TUCSON, Ariz. -- Randy Johnson was speaking to reporters Sunday, but his words were directed toward the young players in the D-backs clubhouse. His message was simple: I'm here if you want to talk. Johnson was a hard-throwing young pitcher who often didn't know where his pitches were going to end up. He wanted to get better, so he sought out those he thought he could learn from. Whether it was Nolan Ryan or former Rangers pitching coach Tom House, he picked their brains.
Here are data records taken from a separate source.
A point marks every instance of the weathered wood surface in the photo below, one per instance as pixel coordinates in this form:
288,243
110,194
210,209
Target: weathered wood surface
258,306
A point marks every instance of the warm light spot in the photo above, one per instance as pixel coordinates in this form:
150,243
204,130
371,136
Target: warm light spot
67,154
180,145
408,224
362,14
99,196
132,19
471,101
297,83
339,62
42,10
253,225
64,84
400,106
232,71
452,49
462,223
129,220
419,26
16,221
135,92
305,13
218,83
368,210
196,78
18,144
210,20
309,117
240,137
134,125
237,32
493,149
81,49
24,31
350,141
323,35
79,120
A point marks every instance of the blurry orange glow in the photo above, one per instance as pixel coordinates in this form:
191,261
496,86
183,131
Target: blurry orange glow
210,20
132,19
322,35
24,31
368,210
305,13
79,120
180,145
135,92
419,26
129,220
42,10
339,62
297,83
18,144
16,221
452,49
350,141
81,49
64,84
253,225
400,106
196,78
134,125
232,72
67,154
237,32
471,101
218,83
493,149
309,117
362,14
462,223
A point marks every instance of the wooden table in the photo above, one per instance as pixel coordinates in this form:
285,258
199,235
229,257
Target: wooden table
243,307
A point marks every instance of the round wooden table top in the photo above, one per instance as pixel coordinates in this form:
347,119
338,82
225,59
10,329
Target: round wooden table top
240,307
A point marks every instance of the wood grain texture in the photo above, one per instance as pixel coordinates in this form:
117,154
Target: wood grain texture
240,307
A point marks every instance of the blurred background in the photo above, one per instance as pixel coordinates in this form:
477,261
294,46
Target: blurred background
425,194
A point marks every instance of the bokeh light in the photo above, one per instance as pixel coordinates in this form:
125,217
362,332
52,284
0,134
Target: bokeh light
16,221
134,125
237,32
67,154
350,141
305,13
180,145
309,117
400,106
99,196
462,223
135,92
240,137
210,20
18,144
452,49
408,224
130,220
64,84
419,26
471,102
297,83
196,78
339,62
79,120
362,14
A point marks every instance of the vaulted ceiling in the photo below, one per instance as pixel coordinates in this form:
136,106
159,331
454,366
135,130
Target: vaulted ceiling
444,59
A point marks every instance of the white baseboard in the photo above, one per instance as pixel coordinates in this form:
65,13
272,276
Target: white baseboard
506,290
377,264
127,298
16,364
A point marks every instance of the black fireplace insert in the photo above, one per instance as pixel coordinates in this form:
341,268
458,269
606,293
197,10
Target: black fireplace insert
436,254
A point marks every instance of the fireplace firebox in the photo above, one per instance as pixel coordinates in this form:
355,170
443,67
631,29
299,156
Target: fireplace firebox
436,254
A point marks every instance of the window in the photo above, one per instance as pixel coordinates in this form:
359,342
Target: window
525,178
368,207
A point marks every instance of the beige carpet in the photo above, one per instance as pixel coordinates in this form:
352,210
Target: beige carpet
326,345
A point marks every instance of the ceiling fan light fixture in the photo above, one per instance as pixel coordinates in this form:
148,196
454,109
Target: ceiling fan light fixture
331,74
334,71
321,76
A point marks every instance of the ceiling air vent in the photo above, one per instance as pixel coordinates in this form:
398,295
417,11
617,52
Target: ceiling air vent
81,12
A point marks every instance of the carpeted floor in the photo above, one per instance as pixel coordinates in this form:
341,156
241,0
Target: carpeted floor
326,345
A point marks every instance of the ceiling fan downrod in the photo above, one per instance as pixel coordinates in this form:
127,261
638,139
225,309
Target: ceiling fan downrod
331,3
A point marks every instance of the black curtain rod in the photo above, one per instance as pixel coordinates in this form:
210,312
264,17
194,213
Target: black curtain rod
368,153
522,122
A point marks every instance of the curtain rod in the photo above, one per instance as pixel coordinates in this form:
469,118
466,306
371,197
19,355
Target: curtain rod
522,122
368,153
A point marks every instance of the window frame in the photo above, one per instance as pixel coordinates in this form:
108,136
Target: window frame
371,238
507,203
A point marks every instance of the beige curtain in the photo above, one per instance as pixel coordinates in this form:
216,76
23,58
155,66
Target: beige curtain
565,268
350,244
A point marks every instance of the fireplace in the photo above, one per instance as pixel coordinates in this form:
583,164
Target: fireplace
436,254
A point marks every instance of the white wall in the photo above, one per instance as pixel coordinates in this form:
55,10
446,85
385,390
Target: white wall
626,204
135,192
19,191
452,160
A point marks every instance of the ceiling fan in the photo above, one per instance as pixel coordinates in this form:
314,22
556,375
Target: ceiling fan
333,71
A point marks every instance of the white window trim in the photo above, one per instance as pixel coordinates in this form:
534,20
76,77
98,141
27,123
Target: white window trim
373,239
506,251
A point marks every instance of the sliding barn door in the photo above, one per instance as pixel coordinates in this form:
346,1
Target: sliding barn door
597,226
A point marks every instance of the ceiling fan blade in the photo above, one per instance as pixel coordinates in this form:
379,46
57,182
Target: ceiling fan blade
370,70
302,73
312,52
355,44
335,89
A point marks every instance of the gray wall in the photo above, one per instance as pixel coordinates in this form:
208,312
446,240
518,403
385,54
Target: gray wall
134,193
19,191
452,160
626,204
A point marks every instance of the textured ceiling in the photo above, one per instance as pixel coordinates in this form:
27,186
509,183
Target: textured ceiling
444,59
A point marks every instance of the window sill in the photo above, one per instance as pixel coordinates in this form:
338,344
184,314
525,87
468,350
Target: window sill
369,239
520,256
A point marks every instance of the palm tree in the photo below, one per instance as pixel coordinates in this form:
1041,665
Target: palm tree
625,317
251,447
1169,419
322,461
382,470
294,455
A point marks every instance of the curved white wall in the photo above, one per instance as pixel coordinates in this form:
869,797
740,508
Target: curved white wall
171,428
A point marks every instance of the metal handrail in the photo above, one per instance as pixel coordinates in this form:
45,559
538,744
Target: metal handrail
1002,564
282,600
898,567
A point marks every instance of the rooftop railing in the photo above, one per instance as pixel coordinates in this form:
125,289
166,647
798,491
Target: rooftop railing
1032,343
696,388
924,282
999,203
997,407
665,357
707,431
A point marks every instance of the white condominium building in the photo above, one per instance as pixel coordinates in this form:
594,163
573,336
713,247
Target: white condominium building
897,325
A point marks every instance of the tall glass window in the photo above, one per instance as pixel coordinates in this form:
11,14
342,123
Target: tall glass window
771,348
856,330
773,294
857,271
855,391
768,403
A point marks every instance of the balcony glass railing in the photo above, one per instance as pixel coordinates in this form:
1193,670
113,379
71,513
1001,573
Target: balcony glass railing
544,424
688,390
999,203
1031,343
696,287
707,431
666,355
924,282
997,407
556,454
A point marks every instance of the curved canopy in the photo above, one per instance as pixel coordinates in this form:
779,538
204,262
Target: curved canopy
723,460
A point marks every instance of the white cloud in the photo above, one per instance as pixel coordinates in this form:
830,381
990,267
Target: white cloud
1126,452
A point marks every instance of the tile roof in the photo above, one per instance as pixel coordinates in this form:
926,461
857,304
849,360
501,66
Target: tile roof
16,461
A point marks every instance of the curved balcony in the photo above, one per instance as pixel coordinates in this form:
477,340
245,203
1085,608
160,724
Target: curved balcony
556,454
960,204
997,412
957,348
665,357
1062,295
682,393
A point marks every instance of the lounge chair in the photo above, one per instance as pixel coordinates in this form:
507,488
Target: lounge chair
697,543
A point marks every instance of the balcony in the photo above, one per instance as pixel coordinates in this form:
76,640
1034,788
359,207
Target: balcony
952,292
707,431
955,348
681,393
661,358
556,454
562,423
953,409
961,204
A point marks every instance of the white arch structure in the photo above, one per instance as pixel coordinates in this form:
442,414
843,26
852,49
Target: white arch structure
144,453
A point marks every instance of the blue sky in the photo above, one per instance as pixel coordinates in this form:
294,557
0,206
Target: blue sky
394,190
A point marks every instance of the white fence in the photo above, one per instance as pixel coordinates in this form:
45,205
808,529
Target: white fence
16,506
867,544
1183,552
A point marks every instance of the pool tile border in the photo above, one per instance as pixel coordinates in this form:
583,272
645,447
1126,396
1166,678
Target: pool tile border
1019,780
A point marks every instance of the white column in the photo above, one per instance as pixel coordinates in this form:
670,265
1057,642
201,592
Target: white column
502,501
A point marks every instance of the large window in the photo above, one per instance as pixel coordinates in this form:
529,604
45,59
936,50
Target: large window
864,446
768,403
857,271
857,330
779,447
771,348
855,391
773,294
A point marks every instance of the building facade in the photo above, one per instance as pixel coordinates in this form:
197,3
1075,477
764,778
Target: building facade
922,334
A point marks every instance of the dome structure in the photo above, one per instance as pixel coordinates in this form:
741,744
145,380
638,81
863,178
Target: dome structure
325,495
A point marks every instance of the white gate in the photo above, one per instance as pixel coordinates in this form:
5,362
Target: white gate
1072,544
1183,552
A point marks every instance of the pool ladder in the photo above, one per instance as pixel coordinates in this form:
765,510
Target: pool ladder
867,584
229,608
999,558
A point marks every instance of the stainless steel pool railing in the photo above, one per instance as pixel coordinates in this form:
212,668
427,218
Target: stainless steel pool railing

"I learned because I was inquisitive and wanted to learn, and sometimes to do that, you have to go outside and ask other places," Johnson said. "So I'd like to think that I'm a resource here for some of the young kids. Some of the things that I would tell them would hopefully just speed the process up." While the D-backs do have experienced pitchers like Brandon Webb, Livan Hernandez and Doug Davis in the rotation, they also have younger hurlers competing for the final couple of rotation spots. Johnson, who is targeting his return from offseason back surgery for early April, didn't limit his offer to just pitchers either. Any of his teammates should feel free to ask him questions. "I know when I was younger, I was inquisitive and I wanted to learn, and in order to want to learn, you have to go out and get that information," Johnson said. "People don't know you want to learn, so you have to go out and go to the appropriate outlets to get that. Someone might just be dying to learn something here, but I can't read minds as well as I used to. We're all here on the same team here, trying to get better. Obviously, if I were to see something in-game, I might say something." Speaking of Johnson: The Big Unit threw 61 pitches in his fourth bullpen session of the spring Sunday and for the first time mixed in some sliders and off-speed pitches. "Today was a pretty productive day as far as getting on the mound and throwing everything I've got and getting a feel for what I've got at this point," he said. "I was pretty pleased considering I hadn't thrown my breaking ball at all until today and it was good at times. Today we made strides in certain areas and continue to do that. That's what I'm looking for." Johnson will next throw a bullpen Wednesday in Surprise, Ariz., before the D-backs play the Rangers. After that, he will likely face hitters in a batting-practice session. Still more Randy: Johnson, 43, said that he would like to do some part-time coaching similar to what Jay Bell currently does for the D-backs once his career comes to a close. Bell is an advisor to manager Bob Melvin and helps the club during Spring Training and occasionally during the season. "I think younger kids are like sponges and they are dying for information, some of them, and some of them already feel like they know enough to get by," Johnson said. "But I'd love to help people in some capacity if they want it."
Steve Gilbert is a reporter for MLB.com. This story was not subject to the approval of Major League Baseball or its clubs.